I risultati hanno mostrato che è probabile che le persone comuni seguano gli ordini impartiti da una figura autoritaria, fino al punto di uccidere un essere umano innocente. L’obbedienza all’autorità è semplicemente radicata in tutti noi, dal modo in cui siamo cresciuti da bambini.
9. Il falso consenso
In questo esperimento, i ricercatori hanno chiesto agli studenti universitari se sarebbero stati disposti a camminare per il campus per 30 minuti indossando un cartellone pubblicitario a forma di sandwich con il messaggio: “Mangia da Joe”. Dopodiché i ricercatori hanno chiesto agli studenti di stimare quante altre persone avrebbero accettato.
Gli studiosi hanno scoperto che coloro che hanno accettato di indossare il cartellone credevano che anche la maggior parte delle persone avrebbe accettato; mentre coloro che hanno rifiutato hanno pensato che anche la maggior parte delle persone avrebbe rifiutato. Quindi, indipendentemente dal fatto che accettassero o meno, i partecipanti erano fermamente convinti che la maggior parte delle persone avrebbe fatto la stessa scelta.
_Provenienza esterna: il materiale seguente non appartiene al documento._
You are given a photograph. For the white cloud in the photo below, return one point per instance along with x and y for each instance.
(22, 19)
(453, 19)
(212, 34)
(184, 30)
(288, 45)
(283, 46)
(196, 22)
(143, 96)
I risultati dimostrano quello che in psicologia è noto come effetto del falso consenso. Indipendentemente dalle nostre convinzioni, opzioni o comportamenti, tendiamo a credere che la maggior parte delle altre persone sia d’accordo con noi e agisca nel nostro stesso modo.
10. L’incidente automobilistico
Nel 1974 fu condotto da Elizabeth Loftus e John Palmer un esperimento che mirava a dimostrare che formulare domande in un certo modo poteva influenzare il ricordo di un testimone oculare, distorcendo i loro ricordi di un evento specifico.
A una serie di persone furono fatte vedere immagini di due auto protagoniste di un incidente automobilistico e fu chiesto loro di stimare a che velocità andassero i veicoli. A seconda del verbo usato nella domanda (colpito, urtato, schiantata e distrutta) le persone aumentavano la stima della velocità percepita. In altre parole, la testimonianza oculare potrebbe essere distorta dal modo in cui vengono poste le domande.
11. L’esperimento del gorilla invisibile
Immaginate di guardare un breve video in cui sei persone, tre con magliette bianche e tre con magliette nere, si passano palloni da basket. Mentre guardi, devi tenere un conteggio silenzioso del numero di passaggi effettuati dalle persone in camicia bianca. Ad un certo punto, un gorilla entra nel mezzo dell’azione, affronta la telecamera e si batte il petto, quindi se ne va, trascorrendo nove secondi sullo schermo. Vedresti il gorilla?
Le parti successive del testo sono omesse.